- February 15, 2013
Post submitted by Jennifer Pike, HRC Policy & Strategy Coordinator
Yesterday, Senator Frank Lautenberg (D-NJ) and Representative Barbara Lee (D-CA) reintroduced the Real Education for Healthy Youth Act. This legislation would provide youth and young adults with comprehensive and inclusive sex education, replacing ineffective and medically inaccurate abstinence-only programs.
Current abstinence-only-until-marriage sex education programs often exclude, or even denigrate, lesbian, gay, bisexual and transgender (LGBT) students. These programs are prohibited by law from discussing contraceptive use and exclude by design LGBT youth because marriage is unavailable to LGBT individuals in most states.
The Real Education for Healthy Youth Act would provide grants for comprehensive sex education to public or private entities that focus on adolescent health and education or have experience with training sex educators. Funding would also be provided for teacher training on sex education. The bill would require, rather than merely encourage, inclusiveness of LGBT youth in sex education. It would also prohibit federal funding of programs that are medically inaccurate and unresponsive to the needs of LGBT youth.

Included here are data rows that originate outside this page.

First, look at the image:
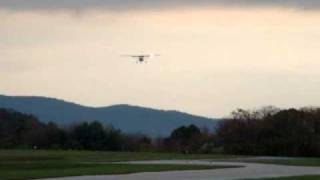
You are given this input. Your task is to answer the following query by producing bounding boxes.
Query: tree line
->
[0,107,320,156]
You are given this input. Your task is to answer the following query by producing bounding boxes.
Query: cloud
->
[0,0,320,10]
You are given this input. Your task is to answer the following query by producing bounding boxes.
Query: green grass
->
[0,150,240,180]
[244,158,320,167]
[251,175,320,180]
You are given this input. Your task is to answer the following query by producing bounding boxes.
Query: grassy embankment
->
[0,150,240,180]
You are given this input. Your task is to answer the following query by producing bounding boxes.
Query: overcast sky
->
[0,0,320,117]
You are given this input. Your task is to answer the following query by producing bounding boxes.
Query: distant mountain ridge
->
[0,95,217,137]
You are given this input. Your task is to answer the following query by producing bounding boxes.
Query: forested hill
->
[0,95,217,137]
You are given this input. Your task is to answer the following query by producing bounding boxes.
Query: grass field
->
[0,150,240,179]
[252,175,320,180]
[240,158,320,167]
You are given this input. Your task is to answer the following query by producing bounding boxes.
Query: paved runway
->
[42,160,320,180]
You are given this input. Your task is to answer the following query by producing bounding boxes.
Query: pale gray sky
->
[0,0,320,117]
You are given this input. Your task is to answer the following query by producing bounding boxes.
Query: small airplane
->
[121,53,160,63]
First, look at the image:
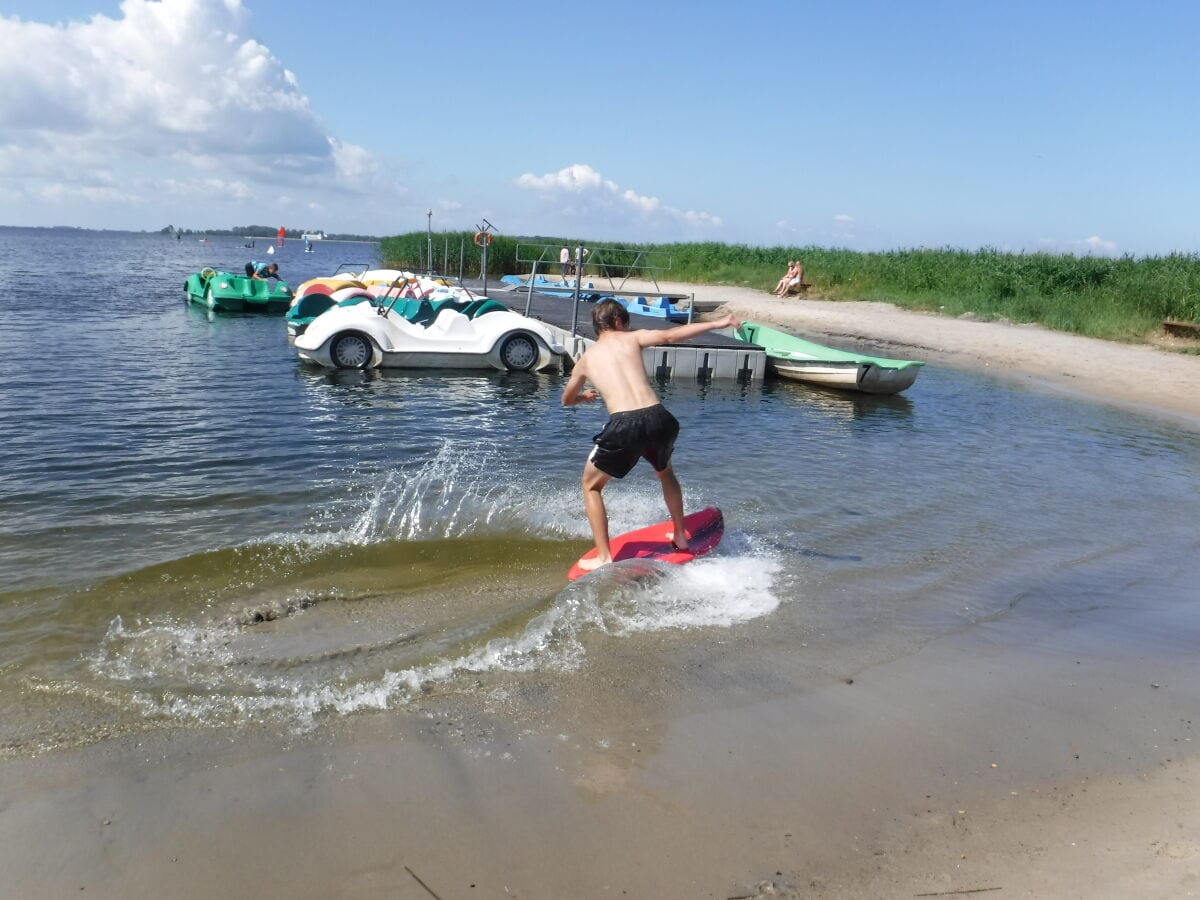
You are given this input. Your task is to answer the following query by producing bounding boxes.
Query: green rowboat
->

Every year, 50,000 Americans are infected with HIV, and youth and young adults ages 13 to 29 comprise one-third of those infections. Under the Real Education for Healthy Youth Act, federal funding would be prohibited for any programs that withhold information about HIV, are medically inaccurate or proven ineffective, promote gender stereotypes, are insensitive and unresponsive to the needs of LGBT youth, or are inconsistent with ethical imperatives of medicine and public health.

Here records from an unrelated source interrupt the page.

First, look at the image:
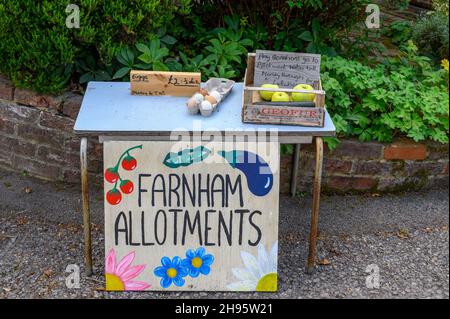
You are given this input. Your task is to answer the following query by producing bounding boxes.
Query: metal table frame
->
[75,82,335,276]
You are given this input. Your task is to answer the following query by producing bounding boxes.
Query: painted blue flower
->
[153,256,188,288]
[182,247,214,278]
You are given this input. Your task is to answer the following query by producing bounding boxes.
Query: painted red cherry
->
[106,188,122,205]
[120,179,134,194]
[122,155,137,171]
[105,167,119,183]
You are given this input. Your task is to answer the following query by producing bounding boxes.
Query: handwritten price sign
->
[130,70,201,96]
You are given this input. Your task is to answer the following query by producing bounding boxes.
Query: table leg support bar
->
[80,137,92,276]
[306,137,323,273]
[291,144,301,197]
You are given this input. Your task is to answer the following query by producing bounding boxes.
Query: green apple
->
[292,84,315,102]
[272,92,289,102]
[259,84,278,101]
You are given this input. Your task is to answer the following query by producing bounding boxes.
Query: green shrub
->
[322,42,449,148]
[0,0,190,92]
[412,12,449,62]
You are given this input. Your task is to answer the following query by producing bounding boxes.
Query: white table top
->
[74,82,336,136]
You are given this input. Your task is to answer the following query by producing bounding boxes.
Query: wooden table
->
[74,82,336,275]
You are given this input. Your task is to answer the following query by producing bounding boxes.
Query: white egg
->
[200,101,213,116]
[193,93,205,103]
[186,97,199,115]
[209,91,222,103]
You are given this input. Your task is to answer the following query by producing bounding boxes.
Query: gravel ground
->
[0,169,449,298]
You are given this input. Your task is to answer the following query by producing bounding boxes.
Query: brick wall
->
[281,139,449,193]
[0,77,449,193]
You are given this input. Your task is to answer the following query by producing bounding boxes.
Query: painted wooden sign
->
[130,70,201,96]
[104,141,279,291]
[254,50,320,88]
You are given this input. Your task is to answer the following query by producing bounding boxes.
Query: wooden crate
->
[242,53,325,127]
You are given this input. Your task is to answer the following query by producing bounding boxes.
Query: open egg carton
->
[186,78,235,116]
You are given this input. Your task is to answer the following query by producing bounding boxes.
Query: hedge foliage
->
[0,0,368,93]
[0,0,190,93]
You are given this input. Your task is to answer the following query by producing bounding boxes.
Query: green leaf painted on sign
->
[163,146,211,168]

The goals of the legislation include preventing unintended pregnancy, sexually transmitted infections, sexual abuse, dating violence, bullying, and harassment. The program also seeks to promote healthy relationships and aims to uphold the rights of youth to accurate information about sexual health. The Human Rights Campaign agrees that we must ensure that our youth are receiving comprehensive, medically accurate information so that they can make informed, responsible life decisions.